Li Zengyi, Chen Yubei, Sommer Friedrich T
Redwood Center for Theoretical Neuroscience, Berkeley, CA 94720, USA.
Department of Physics, University of California Berkeley, Berkeley, CA 94720, USA.
Entropy (Basel). 2023 Sep 22;25(10):1367. doi: 10.3390/e25101367.
Energy-based models (EBMs) assign an unnormalized log probability to data samples. This functionality has a variety of applications, such as sample synthesis, data denoising, sample restoration, outlier detection, Bayesian reasoning and many more. But, the training of EBMs using standard maximum likelihood is extremely slow because it requires sampling from the model distribution. Score matching potentially alleviates this problem. In particular, denoising-score matching has been successfully used to train EBMs. Using noisy data samples with one fixed noise level, these models learn fast and yield good results in data denoising. However, demonstrations of such models in the high-quality sample synthesis of high-dimensional data were lacking. Recently, a paper showed that a generative model trained by denoising-score matching accomplishes excellent sample synthesis when trained with data samples corrupted with multiple levels of noise. Here we provide an analysis and empirical evidence showing that training with multiple noise levels is necessary when the data dimension is high. Leveraging this insight, we propose a novel EBM trained with multiscale denoising-score matching. Our model exhibits a data-generation performance comparable to state-of-the-art techniques such as GANs and sets a new baseline for EBMs. The proposed model also provides density information and performs well on an image-inpainting task.
基于能量的模型(EBM)为数据样本分配一个未归一化的对数概率。这一功能有多种应用,如样本合成、数据去噪、样本恢复、异常检测、贝叶斯推理等等。

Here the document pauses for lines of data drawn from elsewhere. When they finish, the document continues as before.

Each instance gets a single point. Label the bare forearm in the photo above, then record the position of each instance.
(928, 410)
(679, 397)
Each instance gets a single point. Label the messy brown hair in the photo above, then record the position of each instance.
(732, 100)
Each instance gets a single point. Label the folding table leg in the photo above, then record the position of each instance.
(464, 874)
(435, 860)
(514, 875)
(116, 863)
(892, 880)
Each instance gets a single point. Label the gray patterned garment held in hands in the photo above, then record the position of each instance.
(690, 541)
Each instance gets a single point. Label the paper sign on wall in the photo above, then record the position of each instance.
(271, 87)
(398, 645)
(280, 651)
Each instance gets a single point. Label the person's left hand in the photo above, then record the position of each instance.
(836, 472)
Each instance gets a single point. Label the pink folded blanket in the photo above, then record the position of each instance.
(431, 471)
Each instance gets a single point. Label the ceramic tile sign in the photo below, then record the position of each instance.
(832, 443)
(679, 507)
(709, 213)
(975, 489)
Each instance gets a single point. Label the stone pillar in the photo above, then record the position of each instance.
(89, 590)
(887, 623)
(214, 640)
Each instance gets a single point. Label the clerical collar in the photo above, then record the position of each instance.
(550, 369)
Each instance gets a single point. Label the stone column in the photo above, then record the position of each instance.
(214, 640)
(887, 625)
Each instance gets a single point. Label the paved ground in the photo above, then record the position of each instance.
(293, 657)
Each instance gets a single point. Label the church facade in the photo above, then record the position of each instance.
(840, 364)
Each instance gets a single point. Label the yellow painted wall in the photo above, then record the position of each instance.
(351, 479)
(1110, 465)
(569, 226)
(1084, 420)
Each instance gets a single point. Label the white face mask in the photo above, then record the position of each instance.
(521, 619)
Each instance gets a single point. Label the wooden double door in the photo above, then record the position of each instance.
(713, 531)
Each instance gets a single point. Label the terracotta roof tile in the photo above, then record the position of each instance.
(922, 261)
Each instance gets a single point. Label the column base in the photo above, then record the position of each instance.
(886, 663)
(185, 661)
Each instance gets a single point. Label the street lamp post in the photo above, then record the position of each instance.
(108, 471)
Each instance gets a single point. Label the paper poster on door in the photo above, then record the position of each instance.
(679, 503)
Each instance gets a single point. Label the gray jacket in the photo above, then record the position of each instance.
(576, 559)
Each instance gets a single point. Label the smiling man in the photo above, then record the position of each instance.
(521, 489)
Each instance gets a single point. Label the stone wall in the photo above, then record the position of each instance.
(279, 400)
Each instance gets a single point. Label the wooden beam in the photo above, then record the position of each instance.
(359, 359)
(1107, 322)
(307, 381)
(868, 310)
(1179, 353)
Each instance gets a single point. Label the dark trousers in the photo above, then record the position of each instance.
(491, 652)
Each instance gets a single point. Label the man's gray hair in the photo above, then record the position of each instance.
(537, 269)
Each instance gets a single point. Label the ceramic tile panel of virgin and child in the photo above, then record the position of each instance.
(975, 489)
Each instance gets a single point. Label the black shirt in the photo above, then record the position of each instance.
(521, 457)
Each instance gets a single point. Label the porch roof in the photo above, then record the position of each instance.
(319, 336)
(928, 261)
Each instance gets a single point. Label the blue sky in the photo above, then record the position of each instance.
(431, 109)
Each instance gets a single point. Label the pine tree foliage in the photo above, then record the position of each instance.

但是,使用标准最大似然法训练EBM极其缓慢,因为它需要从模型分布中采样。得分匹配可能会缓解这个问题。特别是,去噪得分匹配已成功用于训练EBM。使用具有一个固定噪声水平的噪声数据样本,这些模型学习速度快,并且在数据去噪方面产生良好的结果。然而,在高维数据的高质量样本合成中缺乏此类模型的相关证明。最近,一篇论文表明,通过去噪得分匹配训练的生成模型在使用具有多个噪声水平的损坏数据样本进行训练时,能够实现出色的样本合成。在这里,我们提供了分析和实证证据,表明当数据维度较高时,使用多个噪声水平进行训练是必要的。利用这一见解,我们提出了一种通过多尺度去噪得分匹配训练的新型EBM。我们的模型展现出与生成对抗网络(GAN)等先进技术相当的数据生成性能,并为EBM设定了新的基线。所提出的模型还提供密度信息,并且在图像修复任务中表现良好。